Hüllen

Hüllen – verhüllen – leere Hüllen

Die Enthüllungen der Wahrheit interessieren, die Aufdeckungen der Mysterien faszinieren. Die Neugier auf das Versteckte, das Nicht-Sichtbare ist ein urmenschliches Phänomen. Verhüllungen sind wesentliche Zeichen von Kult, Magie, Mysterium. Sie stillen das Verlangen des Menschen nach Materiellem, nach Greifbarem oder Begreifbarem. Sie verklären Inhalte und erhöhen ihre Wertschätzung. Wobei das Wesentliche oft unsichtbar bleibt.  Und – sie verändern die Wahrnehmung. Es bedarf des durchdringenden Blickes auf der Suche nach der Wirklichkeit jenseits des Scheins. Am Ende bleiben leere Hüllen: offene Fragen und Andeutungen von Abwesenheit?

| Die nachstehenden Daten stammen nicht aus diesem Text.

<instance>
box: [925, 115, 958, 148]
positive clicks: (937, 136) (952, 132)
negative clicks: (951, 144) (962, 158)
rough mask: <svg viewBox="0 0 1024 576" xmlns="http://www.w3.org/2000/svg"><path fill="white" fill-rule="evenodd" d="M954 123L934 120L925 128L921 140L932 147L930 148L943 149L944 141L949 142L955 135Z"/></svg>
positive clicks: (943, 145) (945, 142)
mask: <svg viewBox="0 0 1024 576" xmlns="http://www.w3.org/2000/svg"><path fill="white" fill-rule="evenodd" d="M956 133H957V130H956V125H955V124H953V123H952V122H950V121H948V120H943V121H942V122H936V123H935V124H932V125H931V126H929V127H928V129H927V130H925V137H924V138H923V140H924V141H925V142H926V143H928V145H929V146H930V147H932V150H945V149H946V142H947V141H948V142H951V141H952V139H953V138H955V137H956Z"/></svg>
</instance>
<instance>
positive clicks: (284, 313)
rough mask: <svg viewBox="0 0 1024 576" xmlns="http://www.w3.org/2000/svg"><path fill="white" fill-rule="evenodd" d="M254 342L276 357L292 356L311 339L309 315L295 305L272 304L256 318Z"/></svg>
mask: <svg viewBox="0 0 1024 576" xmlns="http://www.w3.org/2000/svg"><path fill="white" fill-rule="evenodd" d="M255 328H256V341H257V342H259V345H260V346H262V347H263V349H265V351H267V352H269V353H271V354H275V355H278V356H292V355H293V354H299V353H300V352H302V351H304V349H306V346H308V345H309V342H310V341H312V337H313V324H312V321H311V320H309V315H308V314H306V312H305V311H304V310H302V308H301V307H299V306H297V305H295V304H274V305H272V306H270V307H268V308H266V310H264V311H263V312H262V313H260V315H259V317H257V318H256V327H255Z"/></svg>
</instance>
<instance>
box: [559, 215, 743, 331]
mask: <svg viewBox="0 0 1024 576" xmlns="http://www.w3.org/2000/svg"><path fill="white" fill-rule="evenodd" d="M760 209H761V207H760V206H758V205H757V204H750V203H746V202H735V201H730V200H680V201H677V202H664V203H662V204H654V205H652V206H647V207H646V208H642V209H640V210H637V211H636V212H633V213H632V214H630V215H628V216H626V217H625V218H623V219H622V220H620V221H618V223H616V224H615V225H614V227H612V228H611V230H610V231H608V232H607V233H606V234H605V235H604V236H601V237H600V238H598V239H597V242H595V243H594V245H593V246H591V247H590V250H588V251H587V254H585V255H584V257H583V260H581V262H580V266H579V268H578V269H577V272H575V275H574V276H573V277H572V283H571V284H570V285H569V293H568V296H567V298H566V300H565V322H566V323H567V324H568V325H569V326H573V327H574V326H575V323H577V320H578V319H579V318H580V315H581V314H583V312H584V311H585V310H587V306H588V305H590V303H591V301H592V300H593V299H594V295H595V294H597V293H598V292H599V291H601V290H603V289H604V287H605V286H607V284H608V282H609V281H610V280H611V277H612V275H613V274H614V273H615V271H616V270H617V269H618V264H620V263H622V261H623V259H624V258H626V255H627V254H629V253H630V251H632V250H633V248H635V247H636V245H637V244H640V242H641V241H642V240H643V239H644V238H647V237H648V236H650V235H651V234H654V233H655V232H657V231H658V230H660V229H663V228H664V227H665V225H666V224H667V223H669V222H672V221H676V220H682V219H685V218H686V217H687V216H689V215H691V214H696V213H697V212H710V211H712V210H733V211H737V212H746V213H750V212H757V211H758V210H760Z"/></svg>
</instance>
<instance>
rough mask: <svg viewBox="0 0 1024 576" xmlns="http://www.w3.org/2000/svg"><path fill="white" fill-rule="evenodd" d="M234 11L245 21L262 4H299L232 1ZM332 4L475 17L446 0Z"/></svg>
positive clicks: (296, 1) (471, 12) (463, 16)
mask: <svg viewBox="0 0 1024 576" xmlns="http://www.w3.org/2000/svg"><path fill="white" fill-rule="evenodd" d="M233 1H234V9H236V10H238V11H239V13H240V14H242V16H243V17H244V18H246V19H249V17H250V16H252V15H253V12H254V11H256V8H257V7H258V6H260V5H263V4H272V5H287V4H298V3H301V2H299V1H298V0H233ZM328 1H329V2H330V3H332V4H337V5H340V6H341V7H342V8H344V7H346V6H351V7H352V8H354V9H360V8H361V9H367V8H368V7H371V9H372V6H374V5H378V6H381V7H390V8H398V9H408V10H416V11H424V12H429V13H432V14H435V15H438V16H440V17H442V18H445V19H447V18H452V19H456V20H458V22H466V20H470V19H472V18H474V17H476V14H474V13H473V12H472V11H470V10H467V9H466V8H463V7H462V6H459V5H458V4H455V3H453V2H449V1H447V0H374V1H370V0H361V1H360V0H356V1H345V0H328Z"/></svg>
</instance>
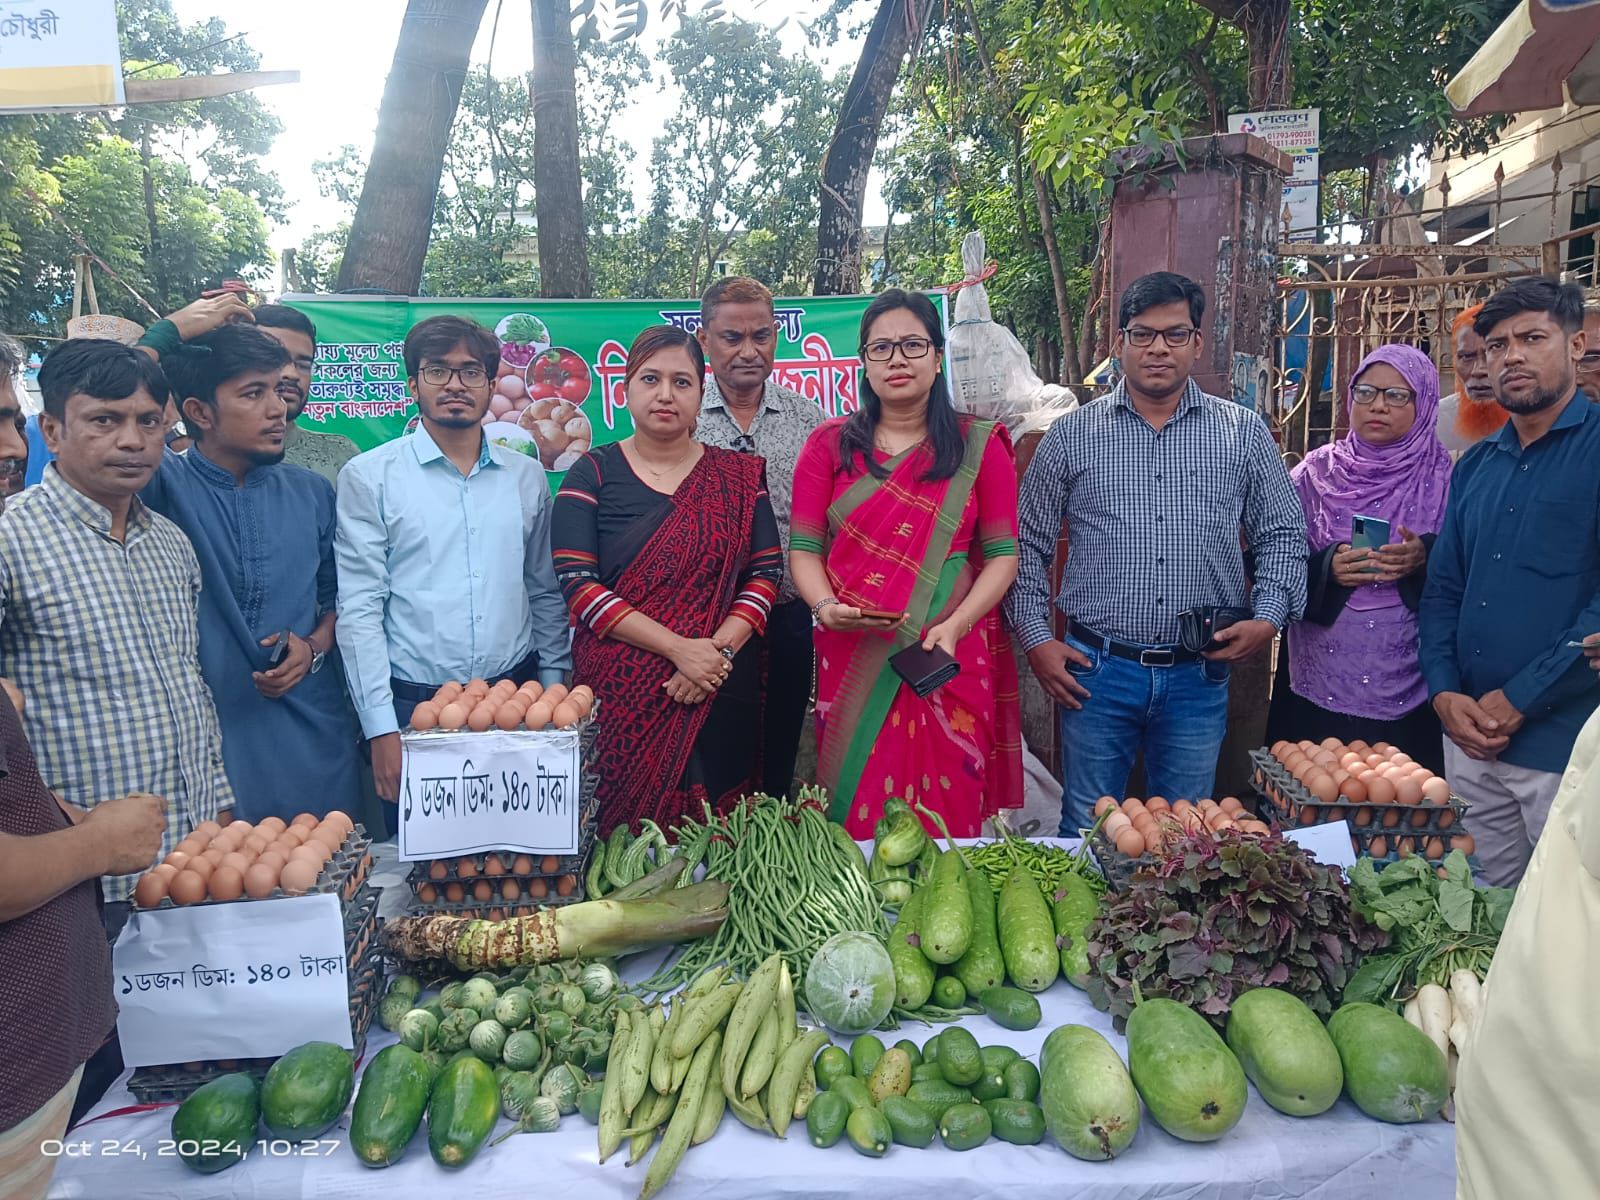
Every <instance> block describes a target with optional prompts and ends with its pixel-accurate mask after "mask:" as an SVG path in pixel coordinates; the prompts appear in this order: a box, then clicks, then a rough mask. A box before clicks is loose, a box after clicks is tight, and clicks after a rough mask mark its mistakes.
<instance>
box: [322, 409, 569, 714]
mask: <svg viewBox="0 0 1600 1200" xmlns="http://www.w3.org/2000/svg"><path fill="white" fill-rule="evenodd" d="M550 510H552V502H550V488H549V483H547V482H546V477H544V469H542V467H541V466H539V464H538V462H536V461H533V459H530V458H528V456H526V454H518V453H517V451H514V450H506V448H504V446H496V445H493V443H490V440H488V438H483V445H482V450H480V451H478V461H477V466H475V467H474V469H472V472H470V474H469V475H466V477H462V474H461V472H459V470H458V469H456V464H454V462H451V461H450V459H448V458H445V453H443V451H442V450H440V448H438V445H437V443H435V442H434V438H432V437H429V432H427V429H426V427H422V426H419V427H418V429H416V432H414V434H411V435H408V437H402V438H397V440H394V442H389V443H386V445H382V446H378V448H376V450H370V451H366V453H365V454H360V456H357V458H354V459H350V462H349V464H346V467H344V470H341V472H339V493H338V530H336V533H334V541H333V549H334V560H336V562H338V566H339V622H338V627H336V629H338V635H339V650H341V651H342V654H344V674H346V678H347V682H349V685H350V696H352V698H354V701H355V714H357V717H358V718H360V722H362V733H363V734H365V736H366V738H379V736H382V734H386V733H395V731H397V730H398V723H397V722H395V710H394V690H392V688H390V685H389V680H390V678H392V677H394V678H403V680H408V682H413V683H426V685H432V683H443V682H445V680H451V678H454V680H462V682H466V680H469V678H493V677H496V675H506V674H509V672H510V670H512V669H514V667H515V666H517V664H518V662H522V661H523V659H525V658H528V654H530V653H531V651H538V654H539V659H538V662H539V682H541V683H544V685H550V683H558V682H560V680H562V677H563V674H565V672H568V670H571V666H573V653H571V637H570V627H568V616H566V603H565V602H563V600H562V590H560V586H558V584H557V581H555V566H554V563H552V562H550Z"/></svg>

Hüllen – eingreifen – in mir nichts
Große boots- und sackartige Körperhüllen aus aufgefalteten weißen Mullkompressen genäht greifen ineinander oder hängen in verschiedenen Formationen zueinander. Die Textur der Gewebe und Nahtlinien unterscheiden sich aufgrund der Gazegrößen und Auffaltungen und bieten transluzente und opake Bereiche. Die Hüllen hängen bewusst instabil und sind beweglich durch leichte Luftzüge. Sie offenbaren Interferenzen in den Nahtrastern oder Netzstrukturen in denen sich Falten und Überlagerungen ergeben. Der Gedanke an innerer Emigration und Suche nach Geborgenheit liegt diesen Hüllungen inhaltlich zugrunde.

 

 Der Mensch ist ein Hüllenwesen. Seine unmittelbare erste Hülle bildet die Haut. Sie umschließt den als Mikrokosmos verstandenen menschlichen Körper. Die Kleidung dient als seine zweite Hülle, seine dritte ist das Haus und seine vierte die Umwelt bzw. der Kosmos. Die Welt, der Kosmos wird als etwas Umschließendes verstanden. Der Mensch hat ein natürliches Bedürfnis sich Hüllen und Umhüllungen als (vermeintliche) Schutzmaßnahmen oder Statussymbole zu schaffen. Unsere Hüllen sind fragil, instabil und verletzlich.